As we resume Standard Time this morning, Sunday November 7, 2010,
the air is colder in Georgia (26° Peachtree) than in Massachusetts (32°
Worcester). This happens when the Steering Current high in the sky
buckles into 'High Amplitude' flow.
High Amplitude flow features air
moving more south to north, and north to south (Zonal Flow is more east
to west). Usually we have a combination of the two. But today we have a
very deep trough on the east coast, sending that early freeze to The
Peach Garden of the United States (quickly, buy some peach futures, the
price may jump tomorrow). On the east side of the deep trough we have a
cloud stretched from South America to Greenland. That's a Deeep Trough!

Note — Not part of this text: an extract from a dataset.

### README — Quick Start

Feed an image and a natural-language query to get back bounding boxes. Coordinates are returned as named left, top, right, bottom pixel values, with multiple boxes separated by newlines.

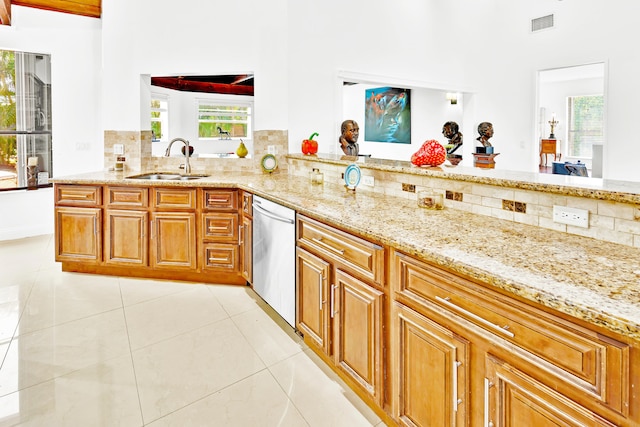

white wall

Does this remind you at all of late October 1991? Yes, this weather
pattern has similarities to the ('No Name') Halloween Hurricane of 1991
(recently named 'Perfect Storm'). On October 27, 1991 a front stalled
east of the United States, while Hurricane Grace spun up south of
Bermuda. This year the Hurricane name is Tomas. Grace was originally a
cold core storm that turned warm core and was about 50 miles south of
Bermuda, Tomas is a long lived warm core storm that formed west of
Barbados, from an African wave, on October 29. Tomas is 400+ miles south of Bermuda, and has for the third time,
strengthened from Tropical Storm to Hurricane.

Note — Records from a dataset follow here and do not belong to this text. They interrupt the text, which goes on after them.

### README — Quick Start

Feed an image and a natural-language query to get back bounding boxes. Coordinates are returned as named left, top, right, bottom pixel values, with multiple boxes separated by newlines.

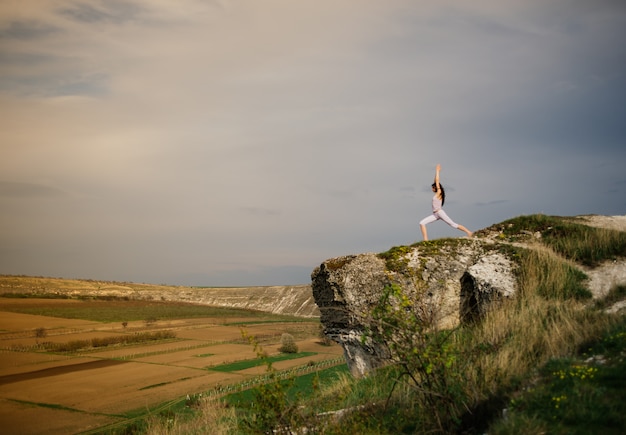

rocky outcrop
left=311, top=239, right=516, bottom=376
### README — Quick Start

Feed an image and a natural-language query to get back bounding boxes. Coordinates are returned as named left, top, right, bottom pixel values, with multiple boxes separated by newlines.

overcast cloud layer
left=0, top=0, right=626, bottom=286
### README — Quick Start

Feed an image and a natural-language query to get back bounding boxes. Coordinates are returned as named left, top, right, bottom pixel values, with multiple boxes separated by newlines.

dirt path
left=580, top=215, right=626, bottom=304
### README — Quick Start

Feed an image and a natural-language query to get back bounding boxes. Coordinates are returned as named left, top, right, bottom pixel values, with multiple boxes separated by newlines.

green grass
left=208, top=352, right=316, bottom=372
left=224, top=364, right=348, bottom=410
left=491, top=214, right=626, bottom=266
left=490, top=319, right=626, bottom=435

The satellite image appears to have Tomas embedded in the same front
that brought us the heavy rain and wind of last Thursday. Much like
what happened in 1991, the old front is absorbing energy from Tomas
into a new storm developing east of New England Tonight. Unlike 1991,
we have only old cold left from High Pressure over Quebec ( in 1991
very cold air resulted in Blizzard Conditions in Minnesota). This old
cold is a limiting factor in how strong our new 2010 storm will get
tonight and tomorrow.
We have just enough cold to get a period of snow
and sleet late tonight, before a change to rain Monday. Cold is an
ingredient in storm development, as warm air rides over the cold, low
pressure deepens until the temperature gradient is wiped out, then the
storm occludes and spins out. This warmer air is arriving from the
north and east, a 'Back Door' warm front!
This will all happen very fast tonight and tomorrow. In fact we may
have a period of 'Bombogenesis' near Cape Cod tonight as the central
pressure of the new storm drops from 1011 millibars to 996 millibars in
24 hours ending Monday Morning at 7 AM. After that the storm will tend
to weaken for a day or two, but may be rejuvenated by slightly colder
air from Nova Scotia , and the influx of the heart of Tomas into the
storm center on Wednesday.
The net result is heavy wintry mix from east to west tonight, with a
4 hour period of Gale to Storm force wind for early Monday. Then we have
bands of moderate to heavy rain spiraling counterclockwise through New
England into Tuesday. Rainfall amounts greater than 3" may cause
flooding along the shore from Maine to Massachusetts, lighter rain is
expected in the west of New England. By Wednesday most of the storm
will be at Sea, but that make 6 days in a row of massive fetch waves
battering New England during our new moon. Our Beaches are once again
being rearranged by nature. Surf will be huge all week long. As for ski
season, Killington (8" new last Thurs/Fri) and Sunday River are open,
an inch or two new will fall tonight and tomorrow, after that we are
too warm to make snow until next weekend. But the Ski Show is coming to
Boston, we have that to look forward to.
We also look forward to the Satellite Image of the Atlantic Ocean
this week, it may look very much like view from October 31, 1991.